In this case the High Court considered whether the arbitration clause contained in a JCT contract bound liquidators who were seeking to sue the debtor for an insolvency set-off balance. The case involved an insolvent contractor, WGL, which had carried out works for the defendant school (the Lycee) under a JCT Intermediate form 2005 Revision 1: 2007 (the contract). The disputed final account either meant £615,000 was due to WGL, or £270,000 was due to the Lycee. The parties came before the court for determination of how the dispute should be resolved, as the only remaining debt following the liquidation was the net balance under the contract. The Lycee contended that the liquidators could not bring court proceedings under the Insolvency Rules due to the arbitration clause in the contract. The judge decided that, because there were claims on both sides, these could only be resolved by initiating formal proceedings, and that any legal proceedings would automatically be stayed by operation of section 9 of the Arbitration Act 1996, which provides for a mandatory stay of court proceedings if the parties have an agreement to arbitrate. The judge further found that it was open to the parties to adjudicate the dispute, although this would result in a temporary resolution only and therefore would not make much practical or commercial sense.

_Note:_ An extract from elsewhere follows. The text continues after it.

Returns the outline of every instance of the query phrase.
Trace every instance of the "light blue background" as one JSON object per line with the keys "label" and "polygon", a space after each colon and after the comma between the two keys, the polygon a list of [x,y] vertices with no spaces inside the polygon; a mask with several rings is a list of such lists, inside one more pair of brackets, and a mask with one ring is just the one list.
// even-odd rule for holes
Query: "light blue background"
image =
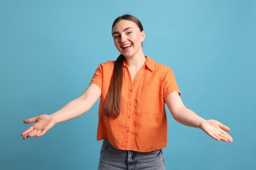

To view the full text of the decision, please click here

ParkingEye Ltd v Beavis [2015] EWCA Civ 402

In this case the Court of Appeal considered the law of penalties in connection with a parking fine. A motorist received an £85 fine for overstaying the free parking period in a car park. There was no dispute that he had overstayed, but the imposition of the charge (which was advertised on a number of signs in the car park) was rejected on the basis that it was unenforceable as a penalty. The case was assigned to the regional civil judge because it involved a point of principle that would affect other claims. The judge found that the motorist, in parking in the car park had done so on the terms of the parking signs, and thus entered into a contract which included an agreement to pay the notified charge for overstaying. The judge noted the charge had the quality of a penalty but held that it was commercially justifiable because it was neither "improper in purpose" nor "manifestly excessive" in its amount. The motorist appealed to the Court of Appeal. The Court of Appeal considered (1) whether the charge was unenforceable as a penalty and (2) was it unfair under the Unfair Terms in Consumer Contracts Regulations 1999 (UTCCR). The Court of Appeal went through the recent developments in the law of penalties, culminating in the El Makdessi case. Although the authorities all considered commercial transactions Moore-Bick LJ considered that the underlying principle, as to whether the payment was extravagant and unconscionable, could still be applied as a basis on which to decide whether or not to enforce the contract. The first instance judge had held that the proper "modern approach" required consideration of the clause from a number of different perspectives including proportionality to the actual loss, deterrence and commercial justification, and Moore-Bick LJ concurred. He found that unless the charge was 'grossly unreasonable' it was hard to see a basis for treating it as unenforceable, and due consideration also had to be given to the fact that a mechanism was required to ensure the short stay free parking provision was not abused. Having found it was enforceable at common law, the UCCTR were applied. The court found that the arrangement was not unfair nor did it cause a significant imbalance. The judgment thus confirms that penalties which are deterrent in their nature may still be enforced if they are not "extravagant or unconscionable".